Babies Are Breaking—and We’re Still Talking GDP
In a society obsessed with economic productivity, the greatest tragedy may be how quickly we forget babies aren’t spreadsheets. They’re not resilient by default. They’re fragile, neurologically immature, born needing regulation—emotional co-pilots to help them survive the storm of existence.
Erica Komisar, a psychoanalyst and author of Being There, doesn’t mince words: daycare for infants under three disrupts brain development. Babies separated from their primary attachment figures don’t just “miss” them—they biologically panic. Their cortisol spikes. Their oxytocin dips. Their stress-response systems—meant to stay offline—light up like a battlefield.
And then we wonder why Gen Z is riddled with anxiety, ADHD, and depression.
You ever notice how so many of today’s 20-somethings can’t regulate basic feelings without screens or meds?
Maybe they were never given the chance to learn.
The Myth of “Having It All” Was Always a Con
Let’s talk about the lie sold to women—and it was sold. Glossy, aspirational, softly condescending. You can be a CEO and a perfect mom. Just freeze your eggs. Lean in. Maximize. Outsource love.
But here’s Komisar again: the first three years of life are sacred. The right-brain—the emotional brain—develops by 85% before age three. You cannot “quality time” your way out of that. And yet, women are told that staying home is regressive. They hear that caregiving is menial. They are informed that ambition must look a certain way to matter.
What if we just said it?
That it’s okay to pause. That careers can wait, but your baby’s brain can’t. That missing a promotion is hard—but missing your child’s emotional wiring window is harder.
And yes, that might mean sacrifices. Smaller houses. Fewer vacations. Less Instagram-ready glamour. But what are we chasing anyway?
Where Are the Fathers—and Why It Matters
It’s not just moms we’ve sidelined. Fathers are now struggling under another lie: that as long as they bring home the paycheck, they’ve done their part.
But dads regulate a child’s aggression and impulsivity, particularly in boys. They teach how to channel anger, how to handle risk, how to leave the safe harbor of mom without crashing. When dad is absent—physically or emotionally—what fills the void?
Behavioral disorders. School suspensions. Early diagnoses.
And then: medication. Labels. Marginalization.
We’ve educated boys like they’re girls. Told them to sit still. Punished their energy. Ignored their neuro-fragility. And now? Now they’re angry, underachieving, and unloved—by schools, by society, sometimes even by themselves.
Lies We Whisper to Ourselves in the Dark
Here are a few lies worth burying for good:
- “Your baby will be fine in daycare.” Maybe. Maybe not.
- “You can freeze your fertility.” Sometimes. But not always.
- “You can parent and stay the same.” No. You shouldn’t.

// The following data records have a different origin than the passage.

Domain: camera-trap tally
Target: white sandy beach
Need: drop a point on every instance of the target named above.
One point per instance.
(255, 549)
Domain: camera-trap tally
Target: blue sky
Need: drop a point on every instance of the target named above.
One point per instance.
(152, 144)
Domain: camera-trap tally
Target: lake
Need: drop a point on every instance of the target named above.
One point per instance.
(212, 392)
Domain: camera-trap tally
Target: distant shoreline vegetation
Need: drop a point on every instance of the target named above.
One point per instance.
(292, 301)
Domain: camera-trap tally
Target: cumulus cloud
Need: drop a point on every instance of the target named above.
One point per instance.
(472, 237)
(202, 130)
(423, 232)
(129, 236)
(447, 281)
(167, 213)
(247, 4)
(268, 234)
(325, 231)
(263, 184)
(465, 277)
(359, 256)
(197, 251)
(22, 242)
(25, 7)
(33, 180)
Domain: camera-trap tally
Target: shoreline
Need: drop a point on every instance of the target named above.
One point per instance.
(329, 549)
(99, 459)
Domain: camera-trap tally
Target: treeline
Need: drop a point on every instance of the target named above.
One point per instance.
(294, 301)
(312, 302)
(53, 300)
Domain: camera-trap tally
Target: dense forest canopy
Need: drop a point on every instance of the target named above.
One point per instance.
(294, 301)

- “Mental illness is mostly genetic.” Not really. Trauma and absence matter more.
And perhaps the cruelest of all:
“Someone else can raise your child just as well.”
No. They can’t. And deep down, we all know it.
You Build the House or the Storm Will
There’s a reason Komisar calls the early years the brick-laying stage. A child raised with safety, attunement, presence—builds a self. A resilient emotional core. A nervous system that doesn’t collapse at every setback.
Miss that window, and the cost shows up later: in addiction, in rage, in numb scrolling, in suicidal ideation. Or worse—borderline personality disorder. A rising epidemic among young people. Kids without strategies. Without anchors.
And yes, sometimes these children grow up. But they never feel grown.
ENDING (Loose but Impactful):
Maybe we just need to start telling the truth.
That parenting is Everest. That it will strip you bare and rebuild you. That it demands more than money, more than hustle, more than your best intentions. It needs you. Fully. Present. Human. Messy.
You don’t get to outsource the bricks and then complain when the house crumbles.
But hey—what do I know? Maybe silence says enough.